(Написано для «Шиллеровского альбома»)
В немецкой земле Вюртемберг, где возле тракта так красиво цветут акации, а яблони и груши по осени сгибаются под тяжестью изобильных плодов, приютился маленький городок Марбах. Он вправду совсем крошечный, но расположен очень уютно на берегу Неккара, который резво несет свои воды мимо городских домов, мимо старинных рыцарских замков и зеленых виноградников, чтобы в конце концов соединиться с гордым Рейном.
Год был на исходе, листья виноградных лоз оплеснуло багрянцем, шумели проливные дожди, крепчал холодный ветер — не самое приятное время для бедняков. Дни становились короче, темнее, а еще темнее было в старых домишках. Один из них выходил фасадом на улицу, окошки низенькие, сам домик бедный, невзрачный, и жили в нем люди бедные, но честные и работящие, а вдобавок в сердце своем богобоязненные. Вскоре Господь дарует им еще одного ребенка. И вот пришел срок, мать лежала в муках и боли, тут-то и донесся до нее с церковной башни звук колокола, низкий, величавый. Минута была торжественная, и гул колокола наполнил молящуюся благоговением и верою, мысли ее со всею искренностью вознеслись к Богу, и в тот же миг она родила сына и почувствовала бесконечную радость. Колокол на башне словно бы возвестил о ее радости всему городу, всей земле. Ясные детские глаза смотрели на нее, волосы младенца сияли, будто позолоченные. Ребенок явился в мир сумрачным ноябрьским днем, со звуком колокола; мать и отец поцеловали дитя и записали в семейной Библии, что «ноября десятого дня 1759 года Господь даровал нам сына», а позднее добавили, что при крещении нарекли его Иоганн Кристоф Фридрих.
Кем же станет этот младенец, бедный мальчуган из крошечного Марбаха? В ту пору никто знать этого не знал, даже старый церковный колокол, хотя висел он высоко и первым пел-звенел для ребенка, который впоследствии сложит чудесную «Песнь о колоколе».
Мальчуган рос, и мир вокруг него тоже рос. Родители хотя и переехали в другой город, но любимые друзья остались в крохотном Марбахе, поэтому однажды мать с сыном поехали туда погостить. Мальчику только-только сравнялось шесть, но он уже был знаком с Библией и благочестивыми псалмами, а иной раз по вечерам, сидя на плетеном стульчике, слушал, как папенька читает басни Геллерта и «Мессиаду». И Фридрих, и сестренка, что была двумя годами постарше, проливали горючие слезы над Ним, принявшим во спасение всех нас смерть на кресте.

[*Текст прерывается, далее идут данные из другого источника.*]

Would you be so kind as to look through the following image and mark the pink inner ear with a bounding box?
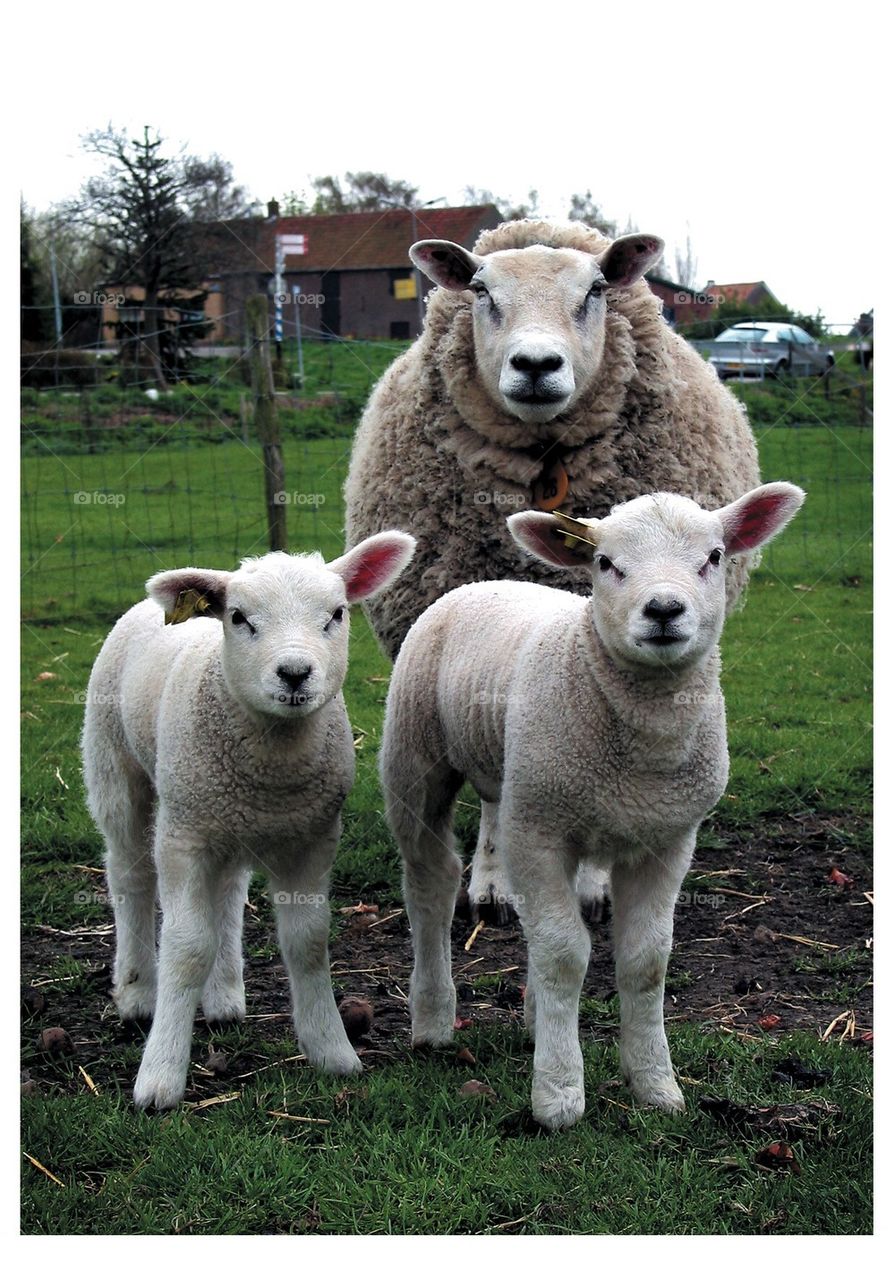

Когда они впервые гостили в Марбахе, там мало что изменилось, ведь и уехали они оттуда не так давно. Все те же домишки с острыми щипцами, покосившимися стенами и низенькими оконцами; только могил на кладбище прибавилось, а у церковной стены стоял в траве старый колокол. Он сорвался с колокольни, треснул и потерял голос, вместо него установили новый.
Мать с сыном вошли на кладбище, постояли перед старым колоколом, и маменька рассказала мальчику, что этот колокол не одну сотню лет верой-правдой служил людям, звонил, когда крестили младенцев, играли свадьбы, хоронили усопших, возвещал о веселых праздниках и об ужасах пожаров — словом, вызванивал всю человеческую жизнь. Мальчик навсегда запомнил маменькин рассказ, который жил у него в груди и спустя годы, когда ребенок стал взрослым, стихами вырвался на волю. Поведала маменька ему и о том, как в тяжкую минуту старый церковный колокол подарил ей отраду и утешение, ведь под звуки его песни она родила сына, его, Фридриха. И мальчик едва ли не с благоговением посмотрел на большой старый колокол, наклонился и поцеловал его, хоть и стоял он теперь в траве и крапиве, старый, треснувший, заброшенный.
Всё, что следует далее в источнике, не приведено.